Man says he survived 700-foot fall near White Pass after someone forced him off the road

Man says he survived 700-foot fall near White Pass after someone forced him off the road

A Washington man says he went off a cliff and rolled 700 feet down an embankment near White Pass Ski Resort when someone forced his pickup off the highway early Friday morning.

Christopher LaRue, 42, of Yelm was driving eastbound on State Route 12 when he went off the road in a red Ford F-250 about 12 miles west of Rimrock, the Washington State Patrol confirmed.

He said he was forced off the road by an oncoming car that crossed into his lane on a blind corner.

WSP spokesperson Trooper Chris Thorson said the allegation is under investigation. So far, no other drivers have been identified in connection to the crash.

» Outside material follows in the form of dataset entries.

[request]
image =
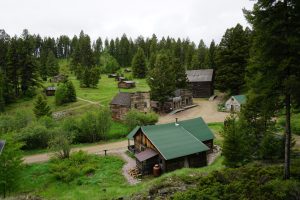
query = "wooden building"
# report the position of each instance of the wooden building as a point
(235, 103)
(126, 84)
(112, 75)
(181, 99)
(50, 91)
(125, 101)
(172, 146)
(201, 82)
(58, 78)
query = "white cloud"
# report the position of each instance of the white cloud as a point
(196, 19)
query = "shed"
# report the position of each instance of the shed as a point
(126, 84)
(201, 82)
(50, 91)
(173, 145)
(235, 103)
(125, 101)
(112, 75)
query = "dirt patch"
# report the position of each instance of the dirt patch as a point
(208, 110)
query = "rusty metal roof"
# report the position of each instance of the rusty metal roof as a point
(145, 155)
(200, 75)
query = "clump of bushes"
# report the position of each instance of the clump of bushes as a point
(77, 165)
(136, 118)
(65, 93)
(248, 182)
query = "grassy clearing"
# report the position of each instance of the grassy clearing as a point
(106, 183)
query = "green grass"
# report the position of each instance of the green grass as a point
(106, 89)
(106, 183)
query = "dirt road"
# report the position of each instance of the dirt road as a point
(112, 148)
(205, 109)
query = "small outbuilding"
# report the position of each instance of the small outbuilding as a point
(123, 102)
(182, 98)
(50, 91)
(201, 82)
(126, 84)
(171, 146)
(112, 75)
(234, 103)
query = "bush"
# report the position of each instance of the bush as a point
(135, 118)
(65, 93)
(35, 136)
(79, 164)
(94, 126)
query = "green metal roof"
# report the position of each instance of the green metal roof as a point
(174, 141)
(131, 134)
(240, 98)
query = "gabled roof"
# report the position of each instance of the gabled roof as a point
(200, 75)
(174, 141)
(240, 98)
(122, 98)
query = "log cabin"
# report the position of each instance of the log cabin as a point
(201, 82)
(50, 91)
(235, 103)
(123, 102)
(172, 146)
(182, 98)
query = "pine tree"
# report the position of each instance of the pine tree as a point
(232, 56)
(161, 79)
(274, 66)
(52, 66)
(139, 68)
(40, 107)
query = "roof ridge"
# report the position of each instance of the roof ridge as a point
(192, 135)
(153, 143)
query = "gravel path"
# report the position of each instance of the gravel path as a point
(208, 110)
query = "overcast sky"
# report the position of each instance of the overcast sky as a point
(196, 19)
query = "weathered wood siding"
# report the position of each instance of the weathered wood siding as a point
(201, 89)
(210, 144)
(118, 111)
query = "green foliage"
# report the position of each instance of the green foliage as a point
(10, 165)
(139, 68)
(65, 93)
(40, 107)
(61, 142)
(250, 182)
(94, 126)
(162, 79)
(35, 136)
(235, 146)
(231, 59)
(136, 118)
(52, 67)
(79, 164)
(108, 63)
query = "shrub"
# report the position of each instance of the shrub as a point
(65, 93)
(94, 126)
(135, 118)
(79, 164)
(35, 136)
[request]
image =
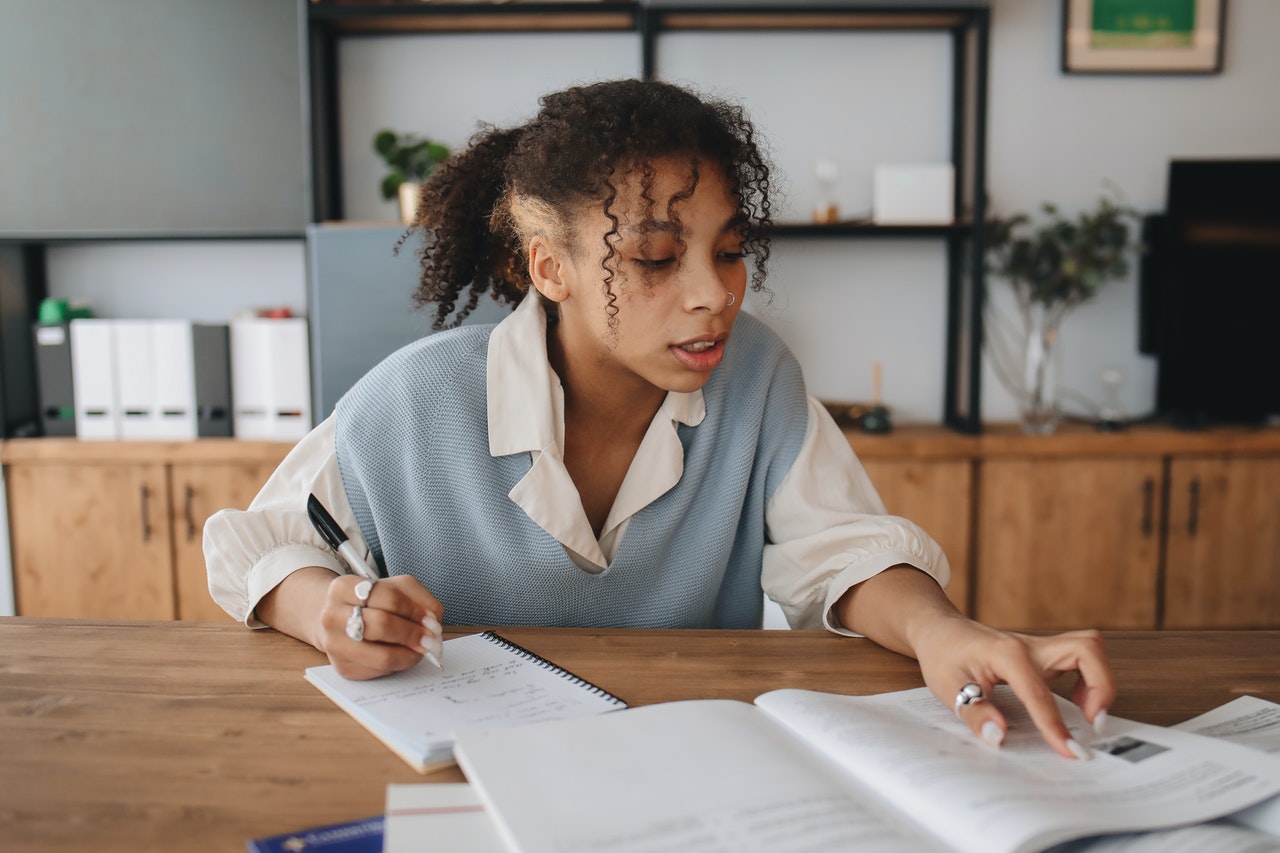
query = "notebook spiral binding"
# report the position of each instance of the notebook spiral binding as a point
(548, 665)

On his GoFundMe account, LaRue said he flew 250 feet in the air before the truck landed and cartwheeled down the embankment. He said he was pulling a John Deere tractor with a trailer when it happened, all of which was lost in the crash.

“I survived this and a bitter cold hypothermic night in the snow for about 10-12 hours wearing only cowboy boots, pants, and a Carhartt [sic] jacket,” LaRue wrote. “I hiked just over a mile in the pitch black in heavy snow drifts following the sound of the stream at the bottom of the canyon.”

He said hypothermia began to kick in after that, so he stopped next to a large cedar tree to block the wind and tried not to fall asleep.

Meanwhile, Trooper Thorson said a state Department of Transportation truck driver called police around 3 a.m. after noticing a gap in the snowbank on the side of the highway made by LaRue’s truck.

Man says he survived 700-foot fall near White Pass after someone forced him off the road

Sgt. Brian Mulvaney was the first to arrive on scene. He used climbing gear that he had in his patrol car to rappel down the embankment. There he found the wreckage and footprints leading away from the truck.

The sergeant is an amateur hiker and climber in addition to being the supervising trooper on that morning. While no troopers are officially trained for such rescues, he had the skills to do the job and took it upon himself to carry it out, said Trooper Thorson.

LaRue said he and the trooper hiked another two or three miles before getting to a place where an ambulance could pick him up. He suffered a split lip and some heavy bruising but, miraculously, the only medical treatment he required were some stitches.

“Wanting to see my beautiful wife and kids again is what pushed me on,” LaRue wrote.